The unwelcome arm of the Arctic has been extended to Europe this week. Almost imperceptible at first, its touch now feels like a hammer blow. It’s freezing fingers leave nowhere unexplored. It turns liquid solid. Sunlight, which yesterday was broken into a million dancing fragments on the agitated lake, is today flatly absorbed by an opaque covering of ice. Soil, usually so yielding, is stiff with rigormortis. Woodcock, snipe, rooks have all had to go in search of softer ground. The teal have gone too. Cows don’t move from the hay. Calves lying up next to it are liberally covered in its faint warmth by the messy eating of their mothers. Barn owls hunt all day. A heron is the only creature shouting his protest in the biting silence. Dogs curl up in ever tighter balls. And then a mass of bullfinches appear in an empty hedge, as unexpected as ripe tomatoes.

———–

I love maps. Ordinance Survey maps, crinkled with contour lines. Ancient maps in museums with obligatory sea monster. Road maps with branches of Ikea marked. I have maps in my head too. Maps of places I know, full of colours and shapes. And maps of places I don’t know but I’ve imagined.
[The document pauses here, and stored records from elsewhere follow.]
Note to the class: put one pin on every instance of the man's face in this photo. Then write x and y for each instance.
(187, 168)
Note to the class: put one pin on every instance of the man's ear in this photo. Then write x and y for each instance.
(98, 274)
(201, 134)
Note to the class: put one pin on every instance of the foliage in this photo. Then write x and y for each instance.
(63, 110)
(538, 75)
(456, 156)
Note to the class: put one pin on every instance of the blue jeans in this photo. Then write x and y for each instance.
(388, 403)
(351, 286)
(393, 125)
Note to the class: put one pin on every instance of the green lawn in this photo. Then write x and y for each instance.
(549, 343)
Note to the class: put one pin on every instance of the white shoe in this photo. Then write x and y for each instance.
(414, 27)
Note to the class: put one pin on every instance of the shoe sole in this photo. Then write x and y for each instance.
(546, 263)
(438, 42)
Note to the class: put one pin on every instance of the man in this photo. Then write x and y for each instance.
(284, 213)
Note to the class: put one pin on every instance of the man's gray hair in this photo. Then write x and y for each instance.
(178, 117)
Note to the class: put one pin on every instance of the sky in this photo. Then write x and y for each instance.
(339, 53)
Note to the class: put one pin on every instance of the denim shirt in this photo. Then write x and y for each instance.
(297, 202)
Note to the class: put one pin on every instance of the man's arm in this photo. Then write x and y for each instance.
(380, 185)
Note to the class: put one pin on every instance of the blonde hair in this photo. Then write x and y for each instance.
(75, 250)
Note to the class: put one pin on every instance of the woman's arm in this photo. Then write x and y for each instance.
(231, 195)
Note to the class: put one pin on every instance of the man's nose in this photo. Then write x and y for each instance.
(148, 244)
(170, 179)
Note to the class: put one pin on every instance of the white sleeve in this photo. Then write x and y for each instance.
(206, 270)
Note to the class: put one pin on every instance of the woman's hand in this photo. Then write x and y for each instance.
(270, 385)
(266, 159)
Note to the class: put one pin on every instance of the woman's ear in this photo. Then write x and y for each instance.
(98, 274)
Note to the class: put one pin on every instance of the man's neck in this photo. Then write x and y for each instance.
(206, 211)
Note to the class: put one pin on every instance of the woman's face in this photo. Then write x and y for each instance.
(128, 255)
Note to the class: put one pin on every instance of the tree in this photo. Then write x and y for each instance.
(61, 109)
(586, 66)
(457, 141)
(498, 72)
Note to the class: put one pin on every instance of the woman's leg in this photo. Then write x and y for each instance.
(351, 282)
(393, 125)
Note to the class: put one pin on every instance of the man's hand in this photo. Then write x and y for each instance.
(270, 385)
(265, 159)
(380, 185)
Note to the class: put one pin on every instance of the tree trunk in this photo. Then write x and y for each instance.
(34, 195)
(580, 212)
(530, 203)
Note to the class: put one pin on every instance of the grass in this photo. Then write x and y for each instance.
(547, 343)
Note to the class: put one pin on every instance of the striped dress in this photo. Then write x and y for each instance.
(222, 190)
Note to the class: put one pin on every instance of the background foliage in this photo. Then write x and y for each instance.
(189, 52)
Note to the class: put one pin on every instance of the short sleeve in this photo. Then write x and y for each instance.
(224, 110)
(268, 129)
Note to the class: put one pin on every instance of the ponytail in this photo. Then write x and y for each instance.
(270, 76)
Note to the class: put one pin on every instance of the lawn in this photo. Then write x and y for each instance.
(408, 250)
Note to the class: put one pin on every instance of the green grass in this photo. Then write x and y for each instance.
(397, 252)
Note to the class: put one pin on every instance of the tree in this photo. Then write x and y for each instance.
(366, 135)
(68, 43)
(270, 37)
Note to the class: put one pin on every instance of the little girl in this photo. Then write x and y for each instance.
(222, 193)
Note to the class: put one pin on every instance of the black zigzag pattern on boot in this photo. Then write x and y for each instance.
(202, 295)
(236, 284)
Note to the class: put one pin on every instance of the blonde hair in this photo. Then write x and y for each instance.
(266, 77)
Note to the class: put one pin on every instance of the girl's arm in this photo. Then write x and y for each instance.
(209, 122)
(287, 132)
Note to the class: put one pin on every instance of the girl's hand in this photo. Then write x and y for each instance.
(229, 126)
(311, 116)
On Sunday morning the snow had laid two new maps over the top of this familiar place. First was a map of every branch on every tree, no twig too small to be included. Everything given equal importance. Nothing in front, nothing behind. Just laid out flat for your eye to travel along. No need ever to end your journey. And the second map is a map of footprints. Each violet mark, part of a ghostly tale from the past, however recent. The meandering rabbit in search of grass, huge back feet in front, front feet behind. The neat pads of a fox, striking out straight across the field, in search of rabbits. The sharp slots of muntjac that slice the snow as they tuck in tight to the bramble bushes. And the slow, splayed toes of a pheasant. You can see his discomfort from the aimless circle he’s trodden. And two otters whose snowy footprints on the ice are surely dancing. But best of all are the minuscule bird feet, hardly a scratch really, with the even fainter print of a wing nearby. And I begin to wonder…. did the snow make contact with that wing in the air and did it fall to the ground as a ready made wing print?…. But I’m getting cold and I decide to walk home, backwards, just to confuse any trackers who come along after me!

 

######

After graduating from the Norwich School of Art, Tor Falcon married a forester and moved to a tangled stream side slice of land in the headwaters of the River Yare. Looking intensely at one location, so riotously bursting with life, heightens the contrast with sterile farmland around. Perhaps Tor’s generation of poets, artists, and writers inspired by the English landscape are in fact beginning to write its epitaph.